As we smile to ourselves, we think if this is how a deal with the devil might look like.
Why the hell it is then, that nobody ever shows up, if you want to make an offer?
Are these the nights, that do not let us sleep? Those who let us see the truth:
There is no agreement. Not at all.
No artistically and religiously staged pact with the devil. No contract, no pact, and certainly no one who rewards us for promising him our immortal soul.
As if a promise were necessary for that!

What’s the sad truth is, that we deal with the devil on a daily basis. Constantly.
Every day of our lives, in almost every moment, we can and even must decide. Most possibly, the devil does not come along as that dark mythical creature with horns, but he is still there. An evil energy, just waiting for us to reach for it. Every day. Right around the corner.

We do not need a book, a preacher or a teacher, to know what is right and wrong. Our soul, on the other hand, we should pay attention to, because who knows what we may need it for. Every day, for the rest of our existence.

30 years

It must have been on my fourth birthday when family and friends sat with us around our large dining room table. The cake right in front of me. All eyes on me, the birthday girl. Just like Dad’s camera: „Jenny, look here, hello,“ he wanted to get my attention.
I didn’t want cake. I did not want a birthday or guests. Also, I would have given up the gifts, if there was no other way.
I ran to my room crying. That stupid birthday! I figured it is something I don’t want because someone had told me, the more birthdays I would have, the sooner my parents would go forever. They would die!
My little heart could not stand this thought. My big heart, still cannot. The birthday was continued after, I was convinced, that, had nothing to do with my birthdays!

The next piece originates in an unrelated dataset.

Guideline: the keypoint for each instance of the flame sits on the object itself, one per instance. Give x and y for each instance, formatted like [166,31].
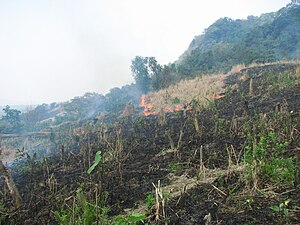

Today, I know that there are children for whom there is no birthday-party at all. Nor do they fear of losing their parents then, because they have lost them long ago. They never knew how salty a piece of birthday cake tastes, after hours of tears.
There was never cake for them either. Adults for whom that piece of cake, when the time for their most beloved people came, tastes just as salty.

30 years are not enough. I have the best, you.
Even if 30 more years have passed, I will always want more. Grab that piece of time, all I can carry, as if it were only for me alone. Knowing that none of us has unlimited time, but we all have that moment when our time is up.

I had 30 years.
I had love.
I had home.
I had courage.
I had difficulties.
I had respect.
I had strength.
I had fun.
I had tears.
I had role models.
I had discussions.
I had my opinion.

I have you.

For my dear parents: I will never get enough.
Perfection is an illusion. But if it was real, you would be very close to it.